Preconceito Linguístico

Enviada em 28/10/2018

Segundo o pensamento de Pierre Bourdieu, a violência simbólica consiste na imposição da legitimidade de uma única cultura, desconsiderando e inferiorizando a dos segmentos populares. Esse panorama auxilia na análise da questão dos efeitos do preconceito linguístico no Brasil, visto que a sociedade, apesar de viver em um país multicultural, marginaliza aqueles que não têm acesso à norma culta da língua, perpetuando o preconceito social enraizado no linguístico e podendo causar, inclusive, problemas de sociabilidade nas vítimas.

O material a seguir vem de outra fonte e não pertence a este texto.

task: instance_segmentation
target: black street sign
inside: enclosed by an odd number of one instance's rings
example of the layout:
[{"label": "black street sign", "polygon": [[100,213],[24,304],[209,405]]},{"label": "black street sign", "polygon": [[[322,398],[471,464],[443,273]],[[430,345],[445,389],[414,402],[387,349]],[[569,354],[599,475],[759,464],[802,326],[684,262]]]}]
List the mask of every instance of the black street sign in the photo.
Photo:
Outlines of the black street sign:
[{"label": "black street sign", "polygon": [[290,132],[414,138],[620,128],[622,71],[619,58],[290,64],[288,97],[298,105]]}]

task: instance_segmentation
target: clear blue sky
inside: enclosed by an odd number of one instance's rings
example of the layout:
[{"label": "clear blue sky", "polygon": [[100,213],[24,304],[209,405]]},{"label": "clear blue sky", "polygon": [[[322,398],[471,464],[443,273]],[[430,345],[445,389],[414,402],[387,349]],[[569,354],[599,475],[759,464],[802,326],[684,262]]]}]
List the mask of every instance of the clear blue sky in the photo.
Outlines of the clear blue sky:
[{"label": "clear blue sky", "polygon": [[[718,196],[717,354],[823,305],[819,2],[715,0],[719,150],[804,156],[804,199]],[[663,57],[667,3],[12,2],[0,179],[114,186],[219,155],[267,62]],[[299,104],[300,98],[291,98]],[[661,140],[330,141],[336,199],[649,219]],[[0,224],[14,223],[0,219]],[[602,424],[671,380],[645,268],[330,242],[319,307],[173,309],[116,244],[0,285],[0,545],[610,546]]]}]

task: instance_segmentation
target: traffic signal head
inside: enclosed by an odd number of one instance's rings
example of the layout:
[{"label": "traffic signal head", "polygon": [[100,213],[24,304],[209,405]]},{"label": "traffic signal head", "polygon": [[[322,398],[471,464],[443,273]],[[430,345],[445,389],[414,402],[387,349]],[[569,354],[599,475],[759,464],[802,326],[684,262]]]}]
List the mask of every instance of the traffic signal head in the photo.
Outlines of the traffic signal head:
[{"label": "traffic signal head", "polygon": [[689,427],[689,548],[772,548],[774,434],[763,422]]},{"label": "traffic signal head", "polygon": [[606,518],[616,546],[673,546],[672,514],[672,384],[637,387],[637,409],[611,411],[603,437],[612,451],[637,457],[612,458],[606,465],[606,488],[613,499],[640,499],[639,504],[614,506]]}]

Em primeiro plano, evidencia-se que o corpo social brasileiro é extremamente hierarquizado e injusto, do qual geralmente apenas um pequeno grupo abastado tem domínio da língua culta portuguesa. Os menos afortunados, isto é, a grande maioria da população, não têm acesso à educação básica de qualidade e, por isso, além de social, sofrem periferização linguística. Ainda, a mídia reforça esse preconceito ao associar essa parcela social a regiões específicas do Brasil, como o Nordeste, por meio da inserção de personagens com tais características em novelas, por exemplo, de forma desrespeitosa e humilhante quando o faz com intuito jocoso.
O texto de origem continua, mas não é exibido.